2

I have an use case where I start multiple nodes and want only one node(let's call it master node) to be able to create train_op. Once train_op starts on this master node, rest other nodes(let it be slaves) should be able to join with graph passed to them(without them building it themselves). Essentially, these slave nodes should be able to join the master node once the master node creates training op and is ready for training loop and rest of the time slaves should be just polling to the master node.

The only way I can do this right now is by making master do some broadcast(http or rpc) when it creates the op and also broadcast the model in some json format to the slave nodes and then slave nodes use this json data to build the graph and training op themselves and then join the distributed training as worker and ps nodes. I haven't used distributed training much so I don't know what is correct way to go about it. Are there any tensorflow APIs through which I can make it easy?

EDIT: I think I didn't specify the main question explicitly, considering this tensorflow example, specifically following line -

# Build model...
loss = ...
global_step = tf.contrib.framework.get_or_create_global_step()

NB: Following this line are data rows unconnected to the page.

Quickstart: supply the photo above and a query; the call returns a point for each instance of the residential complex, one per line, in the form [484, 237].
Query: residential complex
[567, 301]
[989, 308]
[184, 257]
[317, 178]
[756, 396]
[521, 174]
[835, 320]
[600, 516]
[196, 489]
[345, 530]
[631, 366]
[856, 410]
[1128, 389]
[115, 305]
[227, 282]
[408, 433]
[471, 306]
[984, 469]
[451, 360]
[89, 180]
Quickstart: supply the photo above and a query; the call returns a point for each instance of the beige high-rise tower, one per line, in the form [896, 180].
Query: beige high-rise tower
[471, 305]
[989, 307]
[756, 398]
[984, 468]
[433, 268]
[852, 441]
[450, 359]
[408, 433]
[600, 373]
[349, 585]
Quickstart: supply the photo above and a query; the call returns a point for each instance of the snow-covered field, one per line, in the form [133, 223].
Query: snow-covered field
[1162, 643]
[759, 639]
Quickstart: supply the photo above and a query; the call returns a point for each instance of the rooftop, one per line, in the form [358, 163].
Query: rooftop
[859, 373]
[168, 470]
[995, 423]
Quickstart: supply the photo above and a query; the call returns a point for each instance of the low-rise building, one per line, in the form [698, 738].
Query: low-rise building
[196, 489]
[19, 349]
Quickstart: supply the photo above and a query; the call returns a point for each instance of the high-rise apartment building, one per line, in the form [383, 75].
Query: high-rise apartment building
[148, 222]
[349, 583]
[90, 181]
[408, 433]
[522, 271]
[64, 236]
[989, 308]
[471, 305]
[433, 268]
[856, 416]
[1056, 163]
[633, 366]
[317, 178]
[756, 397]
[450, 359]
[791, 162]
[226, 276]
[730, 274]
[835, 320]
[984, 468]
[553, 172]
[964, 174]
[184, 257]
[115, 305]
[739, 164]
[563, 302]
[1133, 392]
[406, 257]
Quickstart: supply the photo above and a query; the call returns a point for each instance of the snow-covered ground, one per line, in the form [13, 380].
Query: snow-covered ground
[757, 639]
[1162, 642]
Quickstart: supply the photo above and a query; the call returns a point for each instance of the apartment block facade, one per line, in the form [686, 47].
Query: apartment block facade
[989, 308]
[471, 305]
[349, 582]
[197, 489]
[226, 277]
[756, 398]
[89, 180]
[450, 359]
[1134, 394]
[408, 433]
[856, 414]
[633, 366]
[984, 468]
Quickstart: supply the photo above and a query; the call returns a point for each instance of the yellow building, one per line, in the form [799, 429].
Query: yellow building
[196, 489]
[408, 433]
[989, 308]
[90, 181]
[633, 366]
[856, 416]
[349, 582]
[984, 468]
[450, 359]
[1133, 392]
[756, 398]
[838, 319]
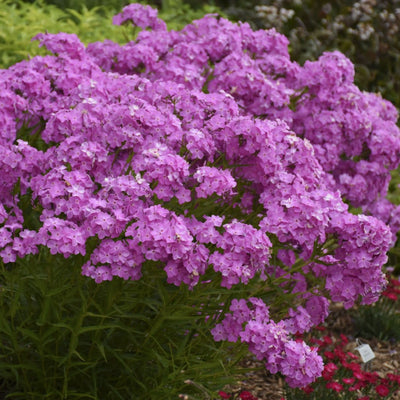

How do I pass the loss itself in some format at worker nodes rather than explicitly constructing the whole graph?

Abhishek Singh
  • 87
  • 2
  • 13
  • I'm currently learning about distributed TF myself but I'm trying to do something similar to what (I think) you want. You can have worker and PS servers running and then create graphs and sessions in one master server that are targeted to those remote servers. My current approach is one script with multiple threads, each of which creates a graph and starts a session for each (remote) worker, but in principle you can also create one single graph and start multiple remote sessions on it (see end of point 1. [here](https://stackoverflow.com/a/41601168/1782792)). – jdehesa Jul 03 '18 at 09:29
  • Thank you, that link is very useful. I wish tensorflow had more documentation or examples for distributed training. – Abhishek Singh Jul 03 '18 at 16:35

0 Answers0